Precisamos fomentar parcerias comerciais éticas com os povos da floresta. É preciso que empresas, empresários e investidores se sensibilizem para um novo modelo de negócio que tenha como valor a floresta em primeiro lugar. Povos indígenas já vivem a solução para o enfrentamento das mudanças climáticas: produzir ao mesmo tempo em que se conserva e respeita o meio ambiente.
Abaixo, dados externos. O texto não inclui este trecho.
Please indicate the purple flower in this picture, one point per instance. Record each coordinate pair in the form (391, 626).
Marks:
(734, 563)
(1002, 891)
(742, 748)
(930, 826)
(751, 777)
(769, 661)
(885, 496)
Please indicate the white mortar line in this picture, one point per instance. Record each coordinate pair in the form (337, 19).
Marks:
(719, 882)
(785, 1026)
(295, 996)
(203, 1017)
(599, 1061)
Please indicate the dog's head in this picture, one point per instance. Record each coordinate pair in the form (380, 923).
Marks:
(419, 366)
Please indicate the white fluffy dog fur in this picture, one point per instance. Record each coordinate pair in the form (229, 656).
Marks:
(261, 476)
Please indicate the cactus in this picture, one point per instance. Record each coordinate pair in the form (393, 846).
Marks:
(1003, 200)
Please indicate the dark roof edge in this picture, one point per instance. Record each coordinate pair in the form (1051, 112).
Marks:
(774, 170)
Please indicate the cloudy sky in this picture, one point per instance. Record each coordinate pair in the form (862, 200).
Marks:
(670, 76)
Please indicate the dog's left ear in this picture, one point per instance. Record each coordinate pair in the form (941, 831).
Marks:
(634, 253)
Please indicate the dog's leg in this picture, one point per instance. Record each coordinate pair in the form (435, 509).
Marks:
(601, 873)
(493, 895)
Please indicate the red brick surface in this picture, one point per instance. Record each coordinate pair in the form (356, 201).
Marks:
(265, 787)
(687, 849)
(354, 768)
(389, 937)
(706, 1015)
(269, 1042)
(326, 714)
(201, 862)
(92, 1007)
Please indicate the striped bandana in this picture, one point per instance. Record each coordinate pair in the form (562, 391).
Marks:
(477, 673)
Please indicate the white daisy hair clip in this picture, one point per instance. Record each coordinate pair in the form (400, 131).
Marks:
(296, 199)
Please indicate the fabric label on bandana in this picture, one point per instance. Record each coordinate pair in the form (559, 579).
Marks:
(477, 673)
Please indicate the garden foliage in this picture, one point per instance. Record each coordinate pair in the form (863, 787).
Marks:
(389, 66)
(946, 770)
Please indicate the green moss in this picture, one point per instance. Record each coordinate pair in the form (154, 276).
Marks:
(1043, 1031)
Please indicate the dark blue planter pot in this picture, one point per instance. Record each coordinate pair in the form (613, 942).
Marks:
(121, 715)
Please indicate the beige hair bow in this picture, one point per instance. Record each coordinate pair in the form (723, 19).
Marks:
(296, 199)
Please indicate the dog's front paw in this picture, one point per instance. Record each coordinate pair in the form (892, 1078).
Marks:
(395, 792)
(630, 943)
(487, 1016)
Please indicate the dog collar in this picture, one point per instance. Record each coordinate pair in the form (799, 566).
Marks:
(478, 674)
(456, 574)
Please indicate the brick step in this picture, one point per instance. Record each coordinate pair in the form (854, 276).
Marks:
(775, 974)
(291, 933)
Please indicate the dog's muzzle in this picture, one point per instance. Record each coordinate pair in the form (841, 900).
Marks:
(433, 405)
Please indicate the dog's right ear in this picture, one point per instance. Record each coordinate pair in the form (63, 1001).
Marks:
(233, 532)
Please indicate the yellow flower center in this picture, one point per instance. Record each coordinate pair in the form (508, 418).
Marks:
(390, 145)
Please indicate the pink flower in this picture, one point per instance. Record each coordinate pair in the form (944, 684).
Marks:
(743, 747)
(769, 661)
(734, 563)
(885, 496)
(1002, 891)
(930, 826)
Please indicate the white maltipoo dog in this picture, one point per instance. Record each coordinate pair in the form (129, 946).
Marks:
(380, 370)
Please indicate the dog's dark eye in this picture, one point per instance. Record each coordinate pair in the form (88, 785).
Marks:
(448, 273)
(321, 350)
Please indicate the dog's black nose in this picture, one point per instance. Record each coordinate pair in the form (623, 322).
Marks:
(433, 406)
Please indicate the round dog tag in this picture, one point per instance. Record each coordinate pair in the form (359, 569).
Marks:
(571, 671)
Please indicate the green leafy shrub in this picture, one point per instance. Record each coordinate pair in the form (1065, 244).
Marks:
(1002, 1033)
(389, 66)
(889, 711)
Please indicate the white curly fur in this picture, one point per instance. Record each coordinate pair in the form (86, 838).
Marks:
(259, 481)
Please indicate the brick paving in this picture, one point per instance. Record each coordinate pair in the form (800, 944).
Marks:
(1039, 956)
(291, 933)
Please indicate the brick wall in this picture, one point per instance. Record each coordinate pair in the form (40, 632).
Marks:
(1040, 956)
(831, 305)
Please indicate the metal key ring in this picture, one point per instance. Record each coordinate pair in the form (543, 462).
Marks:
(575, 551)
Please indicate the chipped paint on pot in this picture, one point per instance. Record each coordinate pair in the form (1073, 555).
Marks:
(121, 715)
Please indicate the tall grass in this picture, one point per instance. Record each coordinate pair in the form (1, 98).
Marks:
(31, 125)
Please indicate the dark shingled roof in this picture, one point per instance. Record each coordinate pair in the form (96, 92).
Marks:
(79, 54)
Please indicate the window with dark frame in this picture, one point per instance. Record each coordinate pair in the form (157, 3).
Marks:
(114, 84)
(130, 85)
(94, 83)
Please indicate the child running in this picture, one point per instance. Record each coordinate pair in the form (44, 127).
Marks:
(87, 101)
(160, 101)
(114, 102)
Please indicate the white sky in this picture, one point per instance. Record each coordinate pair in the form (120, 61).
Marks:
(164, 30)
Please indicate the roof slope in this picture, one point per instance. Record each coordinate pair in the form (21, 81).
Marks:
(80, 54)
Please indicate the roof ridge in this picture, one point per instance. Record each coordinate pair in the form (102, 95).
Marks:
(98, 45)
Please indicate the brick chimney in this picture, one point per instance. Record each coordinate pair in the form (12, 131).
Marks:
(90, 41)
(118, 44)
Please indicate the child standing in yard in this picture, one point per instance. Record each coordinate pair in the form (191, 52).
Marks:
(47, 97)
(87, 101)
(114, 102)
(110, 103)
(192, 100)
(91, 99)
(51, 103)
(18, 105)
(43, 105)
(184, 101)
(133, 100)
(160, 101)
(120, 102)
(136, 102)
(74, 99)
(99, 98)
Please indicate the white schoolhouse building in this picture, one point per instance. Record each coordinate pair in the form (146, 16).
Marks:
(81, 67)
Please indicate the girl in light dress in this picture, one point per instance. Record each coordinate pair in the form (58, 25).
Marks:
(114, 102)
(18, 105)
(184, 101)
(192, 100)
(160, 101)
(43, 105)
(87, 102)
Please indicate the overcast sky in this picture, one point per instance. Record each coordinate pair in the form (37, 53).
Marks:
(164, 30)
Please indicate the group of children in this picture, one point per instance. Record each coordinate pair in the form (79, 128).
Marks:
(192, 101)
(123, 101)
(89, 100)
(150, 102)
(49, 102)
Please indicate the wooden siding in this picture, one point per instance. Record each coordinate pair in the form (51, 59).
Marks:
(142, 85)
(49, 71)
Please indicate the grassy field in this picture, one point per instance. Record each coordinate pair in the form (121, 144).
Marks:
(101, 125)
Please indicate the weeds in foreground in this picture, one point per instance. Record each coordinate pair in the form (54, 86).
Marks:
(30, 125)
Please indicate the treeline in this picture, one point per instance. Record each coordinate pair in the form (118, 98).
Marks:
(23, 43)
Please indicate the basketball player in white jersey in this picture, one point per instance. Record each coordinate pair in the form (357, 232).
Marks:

"Eu acho que tem solução sim, mas a gente não tem apoio para isso. Os investidores escolhem apoiar o nível de amadurecimento que tem potencial de escala. Nós estamos completamente fora do critério, nós somos obrigados então a se enquadrar nos critérios, o [nosso] modelo de pensamento é diferente. Os indígenas já têm potencial e têm muitas iniciativas relacionadas a isso. É preciso encontrar investimento para organização, é somente assim que a gente tem conseguido também para chamar atenção, mas sempre com muita determinação de manter a diferença, a especificidade, o conceito próprio e a lógica própria, para tentar influenciar positivamente outras iniciativas... quando propomos uma coisa completamente diferente que as pessoas não conseguem enxergar, elas não apostam porque não têm esperança, nem referência nenhuma. A gente precisa encontrar investidores que apostem para produzir coisas novas." conclui André Baniwa.